Ein Vorurteil wird bestätigt. Hamburgs Medizinprofessoren vernachlässigen ihren Lehrauftrag am Uniklinikum Eppendorf, behandeln lieber gegen gutes Geld ihre Privatpatienten, statt sich mit der aufsässigen Studentenschaft zu beschäftigen. Zu diesem Schluß kommen jedenfalls die studentischen Vertreter der Kommission „Lehre in der Klinik“, die im vergangenen Jahr die Arbeitsmoral am UKE untersucht hat.

Ergebnis: Von 77 Dozenten erfüllen gerade neun ihre gesetzlichen Lehr-Verpflichtungen, der Rest macht sich gerne mal dünne – Arbeitszeitverkürzung bei vollem Lohnausgleich. Ute Watermann, an der Untersuchung beteiligte Promotionsstudentin am UKE, greift dann auch zu einem drastischen Vergleich: Das Verhalten der UKE-Profs entspräche demjenigen eines Arbeitnehmers, der regelmäßig ab Donnnerstag zu Hause bleibt. „Lehrbetrug“ sei das, wettert Watermann und fordert von der für die Uniklinik zuständigen Wissenschaftsbehörde Disziplinarmaßnahmen gegen die betroffenen Mediziner.

Offiziell soll das Untersuchungsergebnis erst am Mittwoch vorgestellt werden, der Spiegel veröffentlicht jedoch bereits heute Zahlen, nach denen die Schwänzrate in fast allen medizinischen Fachbereichen dramatisch ist.
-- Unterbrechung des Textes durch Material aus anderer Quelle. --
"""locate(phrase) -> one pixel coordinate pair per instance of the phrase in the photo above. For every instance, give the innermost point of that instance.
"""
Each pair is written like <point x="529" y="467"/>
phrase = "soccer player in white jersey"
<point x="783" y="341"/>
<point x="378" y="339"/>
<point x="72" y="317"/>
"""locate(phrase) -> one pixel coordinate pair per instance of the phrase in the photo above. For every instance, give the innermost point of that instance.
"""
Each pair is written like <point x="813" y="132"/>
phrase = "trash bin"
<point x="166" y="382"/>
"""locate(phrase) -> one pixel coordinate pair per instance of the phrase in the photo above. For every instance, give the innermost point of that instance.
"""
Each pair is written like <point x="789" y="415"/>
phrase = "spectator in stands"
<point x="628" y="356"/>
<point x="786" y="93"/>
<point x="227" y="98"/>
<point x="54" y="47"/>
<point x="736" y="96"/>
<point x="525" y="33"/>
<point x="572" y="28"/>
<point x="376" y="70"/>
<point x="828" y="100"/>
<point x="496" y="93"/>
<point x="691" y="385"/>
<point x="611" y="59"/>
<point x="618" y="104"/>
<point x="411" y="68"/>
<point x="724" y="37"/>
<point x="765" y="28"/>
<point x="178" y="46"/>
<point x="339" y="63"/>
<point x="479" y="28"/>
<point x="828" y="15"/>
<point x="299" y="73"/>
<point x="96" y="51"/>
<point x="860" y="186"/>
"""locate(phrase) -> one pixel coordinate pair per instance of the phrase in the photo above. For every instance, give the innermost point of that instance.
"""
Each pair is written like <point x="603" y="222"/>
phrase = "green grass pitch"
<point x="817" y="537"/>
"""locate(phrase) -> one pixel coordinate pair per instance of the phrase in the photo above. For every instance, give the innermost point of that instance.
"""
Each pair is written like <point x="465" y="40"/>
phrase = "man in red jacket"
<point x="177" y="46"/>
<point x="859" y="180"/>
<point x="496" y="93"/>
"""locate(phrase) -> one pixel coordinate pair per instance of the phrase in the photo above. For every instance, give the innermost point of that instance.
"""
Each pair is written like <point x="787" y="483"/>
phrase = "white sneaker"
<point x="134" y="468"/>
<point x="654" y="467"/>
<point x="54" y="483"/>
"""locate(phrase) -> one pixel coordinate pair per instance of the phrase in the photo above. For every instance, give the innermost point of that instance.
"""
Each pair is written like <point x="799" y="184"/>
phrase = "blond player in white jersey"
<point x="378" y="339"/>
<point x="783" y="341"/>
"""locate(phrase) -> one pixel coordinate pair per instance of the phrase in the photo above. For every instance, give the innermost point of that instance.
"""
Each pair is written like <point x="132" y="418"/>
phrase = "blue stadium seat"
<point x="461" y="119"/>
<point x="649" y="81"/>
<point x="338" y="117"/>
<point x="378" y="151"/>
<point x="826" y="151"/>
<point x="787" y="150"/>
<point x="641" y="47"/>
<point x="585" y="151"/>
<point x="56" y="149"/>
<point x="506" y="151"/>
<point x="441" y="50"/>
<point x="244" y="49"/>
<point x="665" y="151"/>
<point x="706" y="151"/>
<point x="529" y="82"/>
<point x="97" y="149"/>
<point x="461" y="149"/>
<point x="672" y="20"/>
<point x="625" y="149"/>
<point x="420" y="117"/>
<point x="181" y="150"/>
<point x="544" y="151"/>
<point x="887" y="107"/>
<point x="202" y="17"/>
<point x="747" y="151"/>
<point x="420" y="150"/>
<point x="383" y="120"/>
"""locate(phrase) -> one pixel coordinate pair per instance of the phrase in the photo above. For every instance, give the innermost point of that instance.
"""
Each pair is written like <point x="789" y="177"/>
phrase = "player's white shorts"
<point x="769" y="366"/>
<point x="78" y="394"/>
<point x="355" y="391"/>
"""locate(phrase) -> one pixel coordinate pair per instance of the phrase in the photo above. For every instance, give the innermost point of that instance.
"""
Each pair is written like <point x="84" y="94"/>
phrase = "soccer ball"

Danach kommen zum Beispiel die UKE-Chirurgen ihren gesetzlichen Lehrverpflichtungen gerade mal zu 28 Prozent nach, die Urologen schaffen 32 Prozent. Für Psychiatrie und Gynäkologie errechnete die Kommission je 36 Prozent, für die Neurologie 52. Am fleißigsten sind noch die Augenärzte und Internisten, deren Quote mit 73 Prozent angegeben wird.

Fast 2000 Unterrichtsstunden, das geht aus der Untersuchung hervor, gehen den Studierenden so pro Semester verloren. Dabei sind die UKE-Dozenten ohnehin per Lehrverpflichtungsverordnung besser gestellt als ihre Kollegen an der Uni. Zwecks Krankenversorgung müssen sie wöchentlich nur vier statt acht Stunden mit ihren Studis verbringen.

Eine Zeit, die die Medizinprofessoren nach Angaben von UKE-Sprecherin Marion Schafft unter anderem dadurch verkürzen, daß sie die Lehrverpflichtungen an ihre Assistenten delegieren. Deshalb, so Schafft, seien unterm Strich eigentlich auch gar keine Stunden ausgefallen. Uni-Präsident Jürgen Lüthje plädiert laut Spiegel ebenfalls auf mildernde Umstände für die Mediziner. Die seien durch ihre Arbeit am Patienten ohnehin stark überlastet.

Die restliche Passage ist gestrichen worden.